Article

PRESIDENT HOPKINS DEPENDS PRESENT DAY STUDENTS

MAY 1927
Article
PRESIDENT HOPKINS DEPENDS PRESENT DAY STUDENTS
MAY 1927

Students "stewing in their own juice" are suicide material according to an interview with President Ernest M. Hopkins, of Dartmouth, published in New York City newspapers following the president's return from a cruise in the West Indies. In the same breath he warmly defended the contemporary student against accusations of radicalism and irresponsibility, saying it is the elders of today who are irresponsible.

"Personally," he said, "I do not believe there are any more student suicides now than in my student days. Students always have committed suicide. The student who destroys himself is of the type that indulges in a morbid psychology, has few or no outside interests, thinks too much of himself too frequently addresses himself to introspective study."

He cited Froude in his "History of England" to express his own impression of youthful new ideas : "The most sterile periods in the world's history are those when youth treads in the footsteps of its elders."

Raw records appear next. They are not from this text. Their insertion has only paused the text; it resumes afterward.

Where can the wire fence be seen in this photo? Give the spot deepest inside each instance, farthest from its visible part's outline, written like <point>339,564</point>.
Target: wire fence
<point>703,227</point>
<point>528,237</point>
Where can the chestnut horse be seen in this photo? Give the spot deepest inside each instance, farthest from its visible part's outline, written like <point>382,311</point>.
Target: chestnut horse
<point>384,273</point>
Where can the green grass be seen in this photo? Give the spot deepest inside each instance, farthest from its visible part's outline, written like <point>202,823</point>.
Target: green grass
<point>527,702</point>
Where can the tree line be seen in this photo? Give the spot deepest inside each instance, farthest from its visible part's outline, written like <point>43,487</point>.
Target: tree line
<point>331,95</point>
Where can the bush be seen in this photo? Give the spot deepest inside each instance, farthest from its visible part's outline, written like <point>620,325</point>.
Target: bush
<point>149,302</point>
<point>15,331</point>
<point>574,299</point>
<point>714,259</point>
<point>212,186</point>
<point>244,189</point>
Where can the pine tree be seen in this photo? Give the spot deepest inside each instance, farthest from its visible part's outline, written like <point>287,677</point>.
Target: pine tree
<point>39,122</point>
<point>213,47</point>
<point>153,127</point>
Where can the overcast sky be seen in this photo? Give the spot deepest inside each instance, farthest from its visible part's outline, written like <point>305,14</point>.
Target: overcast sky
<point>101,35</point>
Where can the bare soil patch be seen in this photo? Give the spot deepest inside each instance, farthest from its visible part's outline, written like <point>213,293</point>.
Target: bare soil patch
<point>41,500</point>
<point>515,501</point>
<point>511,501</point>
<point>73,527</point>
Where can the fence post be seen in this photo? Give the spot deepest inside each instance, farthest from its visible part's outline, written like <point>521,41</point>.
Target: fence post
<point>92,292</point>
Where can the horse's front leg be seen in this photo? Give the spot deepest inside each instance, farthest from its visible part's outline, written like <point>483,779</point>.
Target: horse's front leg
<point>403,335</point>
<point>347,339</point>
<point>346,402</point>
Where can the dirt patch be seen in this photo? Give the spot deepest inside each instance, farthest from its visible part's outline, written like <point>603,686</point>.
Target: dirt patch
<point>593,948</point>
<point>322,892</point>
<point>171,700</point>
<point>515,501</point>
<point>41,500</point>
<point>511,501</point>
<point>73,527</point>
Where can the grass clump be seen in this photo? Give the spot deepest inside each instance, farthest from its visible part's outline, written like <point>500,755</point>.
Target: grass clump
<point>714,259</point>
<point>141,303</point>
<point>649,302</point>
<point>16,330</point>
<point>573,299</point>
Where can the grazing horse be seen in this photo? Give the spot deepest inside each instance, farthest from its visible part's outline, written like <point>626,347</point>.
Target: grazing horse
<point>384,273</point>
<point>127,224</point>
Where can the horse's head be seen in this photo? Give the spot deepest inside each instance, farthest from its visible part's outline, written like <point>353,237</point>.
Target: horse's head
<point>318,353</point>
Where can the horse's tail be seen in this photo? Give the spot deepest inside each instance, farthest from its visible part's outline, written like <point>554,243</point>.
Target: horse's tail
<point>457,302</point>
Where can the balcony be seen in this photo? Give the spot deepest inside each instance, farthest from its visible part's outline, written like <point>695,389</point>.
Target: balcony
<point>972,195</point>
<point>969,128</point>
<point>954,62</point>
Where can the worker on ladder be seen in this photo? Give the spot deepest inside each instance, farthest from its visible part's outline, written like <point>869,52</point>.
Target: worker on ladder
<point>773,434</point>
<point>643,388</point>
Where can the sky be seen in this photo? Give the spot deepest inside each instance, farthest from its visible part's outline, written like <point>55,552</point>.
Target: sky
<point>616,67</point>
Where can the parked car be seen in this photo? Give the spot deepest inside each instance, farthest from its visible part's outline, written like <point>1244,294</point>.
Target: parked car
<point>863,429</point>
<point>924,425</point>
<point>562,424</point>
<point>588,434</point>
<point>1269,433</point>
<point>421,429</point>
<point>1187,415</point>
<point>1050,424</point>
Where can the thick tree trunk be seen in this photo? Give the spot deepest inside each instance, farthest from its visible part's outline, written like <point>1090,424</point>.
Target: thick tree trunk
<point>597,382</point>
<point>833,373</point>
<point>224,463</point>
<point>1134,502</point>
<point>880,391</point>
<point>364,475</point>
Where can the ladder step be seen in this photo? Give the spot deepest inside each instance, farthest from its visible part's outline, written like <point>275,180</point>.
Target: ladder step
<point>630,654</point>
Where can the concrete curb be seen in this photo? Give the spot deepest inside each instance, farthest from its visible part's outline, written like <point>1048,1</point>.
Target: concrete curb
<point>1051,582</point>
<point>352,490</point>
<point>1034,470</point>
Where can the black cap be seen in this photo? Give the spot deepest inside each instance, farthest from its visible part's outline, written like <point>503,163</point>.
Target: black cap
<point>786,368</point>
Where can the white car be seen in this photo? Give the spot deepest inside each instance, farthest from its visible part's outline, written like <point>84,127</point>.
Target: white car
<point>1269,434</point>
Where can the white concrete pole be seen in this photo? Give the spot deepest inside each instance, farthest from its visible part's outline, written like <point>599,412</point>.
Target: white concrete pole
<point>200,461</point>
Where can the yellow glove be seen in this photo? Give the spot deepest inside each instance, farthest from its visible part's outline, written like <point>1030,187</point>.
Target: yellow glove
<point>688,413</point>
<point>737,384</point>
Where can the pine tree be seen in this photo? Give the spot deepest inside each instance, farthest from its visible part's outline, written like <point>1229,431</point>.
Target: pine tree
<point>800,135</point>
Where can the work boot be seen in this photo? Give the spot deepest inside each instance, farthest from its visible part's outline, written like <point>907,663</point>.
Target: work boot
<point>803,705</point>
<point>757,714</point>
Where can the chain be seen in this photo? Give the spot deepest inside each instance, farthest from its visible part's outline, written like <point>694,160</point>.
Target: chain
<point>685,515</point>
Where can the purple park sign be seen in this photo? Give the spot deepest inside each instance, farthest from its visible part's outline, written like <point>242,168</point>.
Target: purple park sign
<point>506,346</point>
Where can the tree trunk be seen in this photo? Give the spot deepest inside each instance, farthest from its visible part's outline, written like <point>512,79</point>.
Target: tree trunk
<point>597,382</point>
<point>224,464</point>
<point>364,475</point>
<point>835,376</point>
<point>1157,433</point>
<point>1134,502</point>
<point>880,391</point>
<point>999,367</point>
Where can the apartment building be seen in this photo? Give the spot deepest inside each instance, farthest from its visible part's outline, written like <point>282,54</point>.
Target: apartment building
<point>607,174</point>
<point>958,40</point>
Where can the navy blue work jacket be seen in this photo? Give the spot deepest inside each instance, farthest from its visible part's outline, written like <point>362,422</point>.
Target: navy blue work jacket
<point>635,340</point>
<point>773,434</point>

"It is necessary for youth to have new ideas, that the world's progress may go on," he continued. "When youth begins to think for itself it causes hysteria in the country, but such hysteria amounts to nothing."

He said that in the youth of Washingon and Hamilton they were radicals of their day; that it is a fallacy to conjecture to-day over what Washington and Hamilton might have thought in their own day, but that such conjectures should be over what those figures would think under modern conditions were they alive to-day.

Dr. Hopkins would not comment on the coeducational feature of the "floating university," the liner Ryndham, explaining that he was too unfamiliar with coeducation. He said there were four Dartmouth students aboard the Ryndham, and that, regardless of the excellence of the course, it would be difficult to credit these students properly when they return to Dartmouth.